How GPU Workers Work
A GPU worker connects to the router via a persistent WebSocket, registers itself, and waits for inference jobs. When a job arrives, the worker streams tokens back to the router, which relays them to the API caller.
The worker handles:
- Downloading the GGUF model from HuggingFace (cached to
~/.auxot/models/) - Downloading the correct llama.cpp server binary from GitHub Releases (cached to
~/.auxot/llama-server/) - Auto-detecting GPU hardware (Apple Metal, NVIDIA CUDA, AMD Vulkan, CPU fallback)
- Spawning and managing the llama.cpp subprocess
- Heartbeating to the router; auto-restarting on crash
Installation
Download the auxot-worker binary from GitHub Releases:
curl -Lo auxot-worker https://github.com/auxothq/auxot/releases/latest/download/auxot-worker-$(uname -s)-$(uname -m)
chmod +x auxot-worker
Running a Worker
AUXOT_GPU_KEY=adm_xxx AUXOT_ROUTER_URL=router:8080 ./auxot-worker
On first run, the worker downloads the default model and llama.cpp.

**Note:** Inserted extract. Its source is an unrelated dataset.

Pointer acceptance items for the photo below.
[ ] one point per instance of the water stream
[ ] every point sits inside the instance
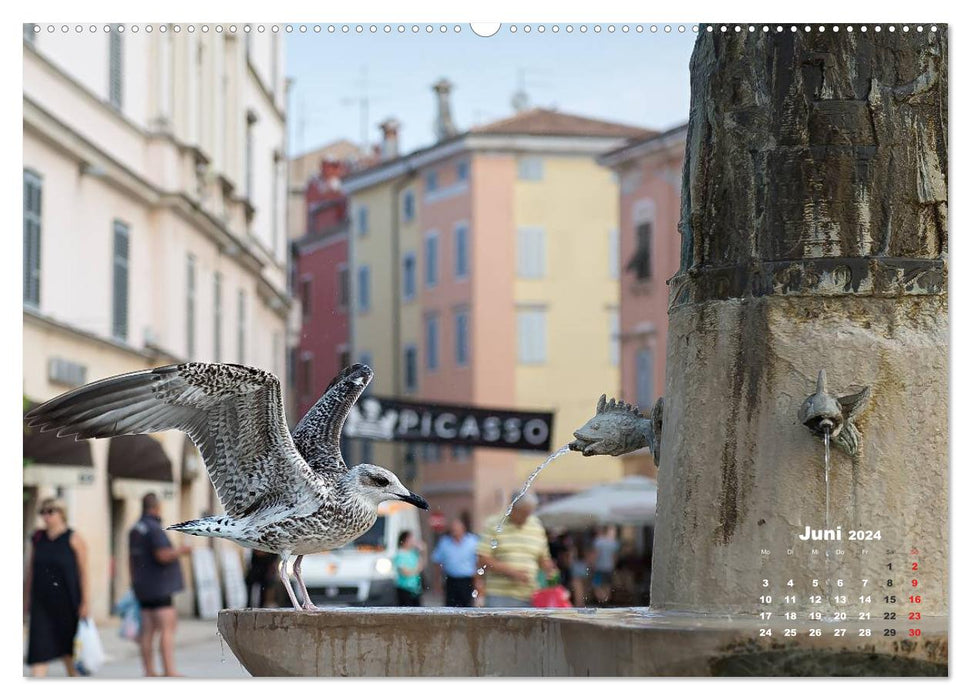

Subsequent starts use the local cache.
Model Selection
The router’s AUXOT_MODEL environment variable sets the default model for connected workers. You can also override it per-worker:
AUXOT_MODEL=Llama-3.3-70B-Instruct AUXOT_GPU_KEY=adm_xxx AUXOT_ROUTER_URL=router:8080 ./auxot-worker
List available models from the embedded registry:
./auxot-worker models list
There are 700+ models available. Quantization is auto-selected based on detected VRAM if AUXOT_QUANTIZATION is not set.
Quantization Guide
| Quantization | VRAM (30B model) | Quality |
|---|---|---|
Q4_K_S | ~18 GB | Good — recommended for most use cases |
Q5_K_M | ~22 GB | Better quality, moderate size |
Q8_0 | ~32 GB | Near-lossless |
F16 | ~60 GB | Full precision |
Multi-GPU Tensor Parallelism
AUXOT_GPU_DEVICES=0,1 AUXOT_GPU_KEY=adm_xxx AUXOT_ROUTER_URL=router:8080 ./auxot-worker
The worker splits the model across the specified device indices using llama.cpp’s tensor parallelism.
Daemon Install
Install the worker as a system service (systemd on Linux, launchd on macOS):
./auxot-worker install --name qwen --gpu-key adm_xxx --router-url router:8080
Air-Gapped Deployment
Pre-stage the model and llama.cpp binary, then point the worker at them directly:
./auxot-worker \
--model-path /data/models/Qwen3.5-35B-A3B-Q4_K_S.gguf \
--llama-server-path /data/bin/llama-server \
--gpu-key adm_xxx \
--router-url router:8080
No HuggingFace or GitHub access is required at runtime.